中国では今月に入ってから、南部と北部の双方で大雨の被害が相次いでいます。南部では台風の上陸が相次ぎ、沿岸部から内陸部にかけて広い範囲で暴風雨となりました。一方、北京や天津、河北省、そして東北部の遼寧省などでも短時間に激しい雨が降り、各地で警戒が続いています。

 まず南部です。8月24日正午すぎ、台風が福建省泉州市付近に上陸しました。これに伴い、翌25日にかけて福建省の広い範囲で大雨となり、福州や莆田、寧徳、三明などで被害が出ています。特に龍岩市では、6時間の雨量が各地で250ミリに達し、地下駐車場に濁流が流れ込む様子も確認されています。市内では学校や企業が休みとなり、工場の操業や市場の取引も止まりました。

 続いて25日の夜、19号の台風が海南省の沿岸に上陸しました。その後、26日未明に広東省湛江市付近へ上陸し、さらに同じ日の午前中にも再び湛江市付近に上陸しました。1日のうちに2度上陸したことになります。

 広西チワン族自治区では、これとは別に21日から雨が続いていました。台風が近づいたことでさらに雨が強まり、18か所の水位観測所で警戒水位を超えています。崇左市の寧明県では22日から23日にかけて町が広く浸水し、那堪鎮では建物の1階部分が水没しました。屋根の上に逃れた住民の姿も確認されています。

 南部では台風の影響がなお続いています。19号より前に発生した18号は、26日未明に東シナ海へ進み、浙江省と福建省の沿岸に向かっています。27日夜から28日午前にかけて、浙江省の象山から福建省の福清にかけての沿岸に上陸する見通しです。複数の台風の影響が重なるため、中国南部から上海周辺にかけて、雨はもうしばらく続きそうです。

 北部でも深刻な状況が続いています。大気の状態が不安定となり、北京や天津、河北省、内モンゴル自治区、山西省、陝西省、遼寧省などで、ここ数日、激しい雨が続いています。24日未明の北京では、雷を伴う強い雨となりました。住民からは、地面ごと割れるかと思ったという声や、腹に響くような雷の音で目が覚め、その後は眠れなかったという声も上がっています。25日午後から夜にかけても北京の各地で雨となり、場所によっては強い雨と風に見舞われました。市は6種類の気象警報を同時に出して警戒を呼びかけています。

 遼寧省では24日、大雨警報で最も重い赤色警報が各地に出され、9つの市が緊急対応に入りました。丹東市などでは強い雨が降り続いていて、市街地の冠水や鉄砲水、それに土砂災害への警戒が続いています。

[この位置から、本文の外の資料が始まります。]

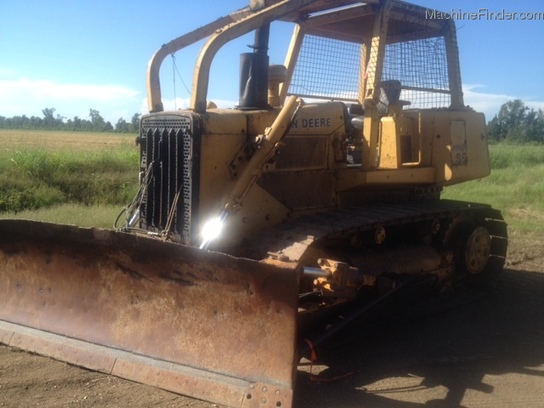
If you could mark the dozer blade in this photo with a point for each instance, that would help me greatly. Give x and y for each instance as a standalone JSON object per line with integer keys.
{"x": 198, "y": 323}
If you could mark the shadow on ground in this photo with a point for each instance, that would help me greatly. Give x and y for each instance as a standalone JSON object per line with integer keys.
{"x": 440, "y": 357}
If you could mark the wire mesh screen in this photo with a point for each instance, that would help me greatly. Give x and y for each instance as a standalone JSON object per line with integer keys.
{"x": 421, "y": 67}
{"x": 327, "y": 69}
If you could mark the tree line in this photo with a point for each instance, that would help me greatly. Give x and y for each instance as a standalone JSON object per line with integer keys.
{"x": 515, "y": 123}
{"x": 50, "y": 121}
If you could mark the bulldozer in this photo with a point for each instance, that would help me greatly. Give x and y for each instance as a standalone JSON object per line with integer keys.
{"x": 262, "y": 230}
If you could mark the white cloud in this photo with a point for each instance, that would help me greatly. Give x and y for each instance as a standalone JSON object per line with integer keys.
{"x": 29, "y": 96}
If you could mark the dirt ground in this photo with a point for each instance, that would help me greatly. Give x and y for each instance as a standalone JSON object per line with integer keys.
{"x": 488, "y": 352}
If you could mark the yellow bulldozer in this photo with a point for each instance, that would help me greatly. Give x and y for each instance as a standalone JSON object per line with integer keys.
{"x": 274, "y": 224}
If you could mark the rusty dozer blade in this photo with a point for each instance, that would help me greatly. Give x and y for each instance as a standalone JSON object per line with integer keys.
{"x": 199, "y": 323}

 南北で同時に被害が広がるなか、浸水した街や避難する人たちの様子を写した映像が、中国国外のSNSに相次いで投稿されています。投稿の多くは、冠水や土砂災害の危険が高まるなかでも、救助が追いついていないとする内容です。一方、中国の国営メディアは被害の詳しい状況をほとんど伝えていません。死者や行方不明者の数も、8月27日現在、公式には発表されていません。雨と風はなお続いていて、各地で厳しい状況が続いています。